You are viewing a plain text version of this content. The canonical link for it is here.
Posted to dev@bookkeeper.apache.org by "Sijie Guo (JIRA)" <ji...@apache.org> on 2012/10/22 09:22:12 UTC
[jira] [Updated] (BOOKKEEPER-439) No more messages delivered after
deleted consumed ledgers.
[ https://issues.apache.org/jira/browse/BOOKKEEPER-439?page=com.atlassian.jira.plugin.system.issuetabpanels:all-tabpanel ]
Sijie Guo updated BOOKKEEPER-439:
---------------------------------
Attachment: BOOKKEEPER-439.diff
Attach a patch to address the issue. The main idea is to open first ledger to get num entries to compute right start seq id.
but it could not resolve a case (a test case I added in the patch testScanMessagesOnEmptyLedgerAfterDeleteLedger).
1) published 2 messages into a topic.
2) release/acquire topic to force a new ledger
3) consumed published messages, so the previous ledger is deleted, but no messages are in current ledger.
4) release/acquire topic, the ledger created in 2) will be pruned due to there is no ledgers in it. a new ledger is created to serving new messages.

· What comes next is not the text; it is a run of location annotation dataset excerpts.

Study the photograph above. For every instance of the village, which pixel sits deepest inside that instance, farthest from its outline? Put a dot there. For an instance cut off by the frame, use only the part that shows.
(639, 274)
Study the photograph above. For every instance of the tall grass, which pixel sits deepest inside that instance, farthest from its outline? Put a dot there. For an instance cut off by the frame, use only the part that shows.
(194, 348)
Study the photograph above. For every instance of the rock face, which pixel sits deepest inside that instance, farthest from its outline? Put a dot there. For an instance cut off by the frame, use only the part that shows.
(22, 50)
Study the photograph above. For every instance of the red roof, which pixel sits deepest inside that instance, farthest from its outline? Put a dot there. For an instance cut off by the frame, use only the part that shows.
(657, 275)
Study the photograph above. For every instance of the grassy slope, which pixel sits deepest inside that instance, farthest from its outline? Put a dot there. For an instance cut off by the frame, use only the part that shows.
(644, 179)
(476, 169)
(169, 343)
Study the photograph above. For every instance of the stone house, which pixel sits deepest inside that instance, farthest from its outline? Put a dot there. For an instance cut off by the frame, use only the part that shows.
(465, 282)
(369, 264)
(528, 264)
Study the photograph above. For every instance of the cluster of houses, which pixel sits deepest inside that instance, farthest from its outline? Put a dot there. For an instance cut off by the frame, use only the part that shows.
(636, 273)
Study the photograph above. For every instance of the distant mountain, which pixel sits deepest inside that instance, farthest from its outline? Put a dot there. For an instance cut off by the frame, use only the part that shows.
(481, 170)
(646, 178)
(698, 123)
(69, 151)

5) publish 2 more messages.
the expected message ids published in 5) would be 3 and 4. but we had no knowledge about start seq id, so messages would assigned seq id with 1 and 2.
in order to fix this case, I improve protocol of LedgerRanges to add a field 'startSeqId'.

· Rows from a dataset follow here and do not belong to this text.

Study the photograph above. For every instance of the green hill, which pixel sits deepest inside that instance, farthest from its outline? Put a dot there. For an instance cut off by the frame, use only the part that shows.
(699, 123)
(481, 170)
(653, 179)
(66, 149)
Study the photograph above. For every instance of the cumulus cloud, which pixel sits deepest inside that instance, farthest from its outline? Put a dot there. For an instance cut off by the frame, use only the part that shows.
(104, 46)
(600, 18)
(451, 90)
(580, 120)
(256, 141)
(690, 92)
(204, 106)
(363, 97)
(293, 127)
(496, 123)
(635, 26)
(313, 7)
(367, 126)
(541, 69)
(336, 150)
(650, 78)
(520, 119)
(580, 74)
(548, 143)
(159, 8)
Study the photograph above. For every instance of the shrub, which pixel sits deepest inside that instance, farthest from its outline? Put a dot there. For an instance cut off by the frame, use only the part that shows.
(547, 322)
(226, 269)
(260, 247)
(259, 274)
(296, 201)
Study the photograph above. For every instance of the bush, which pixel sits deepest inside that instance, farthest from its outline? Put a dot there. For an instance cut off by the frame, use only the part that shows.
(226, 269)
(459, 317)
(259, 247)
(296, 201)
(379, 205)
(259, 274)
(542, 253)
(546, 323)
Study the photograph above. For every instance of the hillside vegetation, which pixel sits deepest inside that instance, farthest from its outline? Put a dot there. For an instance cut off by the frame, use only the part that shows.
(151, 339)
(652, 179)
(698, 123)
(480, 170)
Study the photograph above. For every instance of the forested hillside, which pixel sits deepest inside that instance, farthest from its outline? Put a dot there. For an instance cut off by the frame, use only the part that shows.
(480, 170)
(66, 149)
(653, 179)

Besides these two fixes, I added 3 test cases to verify them.
> No more messages delivered after deleted consumed ledgers.
> ----------------------------------------------------------
>
> Key: BOOKKEEPER-439
> URL: https://issues.apache.org/jira/browse/BOOKKEEPER-439
> Project: Bookkeeper
> Issue Type: Bug
> Components: hedwig-server
> Affects Versions: 4.1.0, 4.2.0
> Reporter: Sijie Guo
> Assignee: Sijie Guo
> Priority: Critical
> Fix For: 4.2.0
>
> Attachments: BOOKKEEPER-439.diff
>
>
> We encountered exception as below:
> {quote}
> 2012-10-18 09:27:27,248 - DEBUG [CacheThread:BookkeeperPersistenceManager$RangeScanOp@247] - Issuing a bk read for ledger: L2 from entry-id: 100 to entry-id: 103
> 2012-10-18 09:27:27,248 - ERROR [CacheThread:BookkeeperPersistenceManager$RangeScanOp$2@261] - Error while reading from ledger: L2 for topic: TOPIC
> org.apache.bookkeeper.client.BKException$BKReadException
> at org.apache.bookkeeper.client.BKException.create(BKException.java:48)
> at org.apache.hedwig.server.persistence.BookkeeperPersistenceManager$RangeScanOp$2.safeReadComplete(BookkeeperPersistenceManager.java:260)
> at org.apache.hedwig.zookeeper.SafeAsynBKCallback$ReadCallback.readComplete(SafeAsynBKCallback.java:61)
> at org.apache.bookkeeper.client.LedgerHandle.asyncReadEntries(LedgerHandle.java:380)
> at org.apache.hedwig.server.persistence.BookkeeperPersistenceManager$RangeScanOp.read(BookkeeperPersistenceManager.java:252)
> at org.apache.hedwig.server.persistence.BookkeeperPersistenceManager$RangeScanOp.startReadingFrom(BookkeeperPersistenceManager.java:327)
> at org.apache.hedwig.server.persistence.BookkeeperPersistenceManager$RangeScanOp.runInternal(BookkeeperPersistenceManager.java:217)
> at org.apache.hedwig.server.common.TopicOpQueuer$SynchronousOp.run(TopicOpQueuer.java:77)
> at org.apache.hedwig.server.common.TopicOpQueuer.pushAndMaybeRun(TopicOpQueuer.java:105)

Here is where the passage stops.